We are testing the association between college major and gender. The null and alternative hypotheses are defined as follows:
- \( H_0 \): College major and gender are independent.
- \( H_1 \): College major and gender are dependent.

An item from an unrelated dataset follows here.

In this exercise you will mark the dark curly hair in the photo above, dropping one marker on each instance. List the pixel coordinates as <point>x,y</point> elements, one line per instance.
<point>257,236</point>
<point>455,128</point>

The observed frequencies from the survey are organized in a contingency table as follows:
\[
\begin{array}{|c|c|c|c|c|}
\hline
& \text{Math/Science} & \text{Arts/Humanities} & \text{Business/Econ.} & \text{Other} \\
\hline
\text{Men} & 92 & 93 & 99 & 58 \\
\hline
\text{Women} & 113 & 113 & 94 & 33 \\
\hline
\end{array}
\]
The expected frequencies for each cell in the contingency table are calculated using the formula:
\[
E = \frac{R_i \times C_j}{N}
\]
where \( R_i \) is the total for row \( i \), \( C_j \) is the total for column \( j \), and \( N \) is the grand total. The expected frequencies are:
\[
\begin{array}{|c|c|c|c|c|}
\hline
& \text{Math/Science} & \text{Arts/Humanities} & \text{Business/Econ.} & \text{Other} \\
\hline
\text{Men} & 100.8777 & 101.3698 & 94.9727 & 44.7799 \\
\hline
\text{Women} & 104.1223 & 104.6302 & 98.0273 & 46.2201 \\
\hline
\end{array}
\]
The Chi-Square test statistic \( \chi^2 \) is calculated using the formula:
\[
\chi^2 = \sum \frac{(O - E)^2}{E}
\]
where \( O \) is the observed frequency and \( E \) is the expected frequency. The contributions from each cell are:
- For cell (1, 1): \( O = 92, E = 100.8777 \Rightarrow \frac{(92 - 100.8777)^2}{100.8777} = 0.7813 \)
- For cell (1, 2): \( O = 93, E = 101.3698 \Rightarrow \frac{(93 - 101.3698)^2}{101.3698} = 0.6911 \)
- For cell (1, 3): \( O = 99, E = 94.9727 \Rightarrow \frac{(99 - 94.9727)^2}{94.9727} = 0.1708 \)
- For cell (1, 4): \( O = 58, E = 44.7799 \Rightarrow \frac{(58 - 44.7799)^2}{44.7799} = 3.9029 \)
- For cell (2, 1): \( O = 113, E = 104.1223 \Rightarrow \frac{(113 - 104.1223)^2}{104.1223} = 0.7569 \)
- For cell (2, 2): \( O = 113, E = 104.6302 \Rightarrow \frac{(113 - 104.6302)^2}{104.6302} = 0.6695 \)
- For cell (2, 3): \( O = 94, E = 98.0273 \Rightarrow \frac{(94 - 98.0273)^2}{98.0273} = 0.1655 \)
- For cell (2, 4): \( O = 33, E = 46.2201 \Rightarrow \frac{(33 - 46.2201)^2}{46.2201} = 3.7813 \)
Summing these contributions gives:
\[
\chi^2 = 10.9193
\]
The degrees of freedom \( df \) for the Chi-Square test is calculated as:
\[
df = (r - 1)(c - 1)
\]
where \( r \) is the number of rows and \( c \) is the number of columns. In this case:
\[
df = (2 - 1)(4 - 1) = 3
\]
The critical value for \( \chi^2 \) at \( \alpha = 0.05 \) with 3 degrees of freedom is:
\[
\chi^2_{\alpha, df} = 7.8147
\]
The p-value associated with the calculated Chi-Square statistic is:
\[
P = P(\chi^2 > 10.9193) = 0.0122
\]
Since the p-value \( 0.0122 \) is less than the significance level \( \alpha = 0.05 \), we reject the null hypothesis \( H_0 \).
There is sufficient evidence to conclude that college major and gender are dependent.
a. The correct statistical test to use is Chi-square Test of Independence.
b. \( H_{0} \): College major and gender are independent.
Thus, the answers are:
a. Chi-square Test of Independence
b. \( H_{0} \): College major and gender are independent.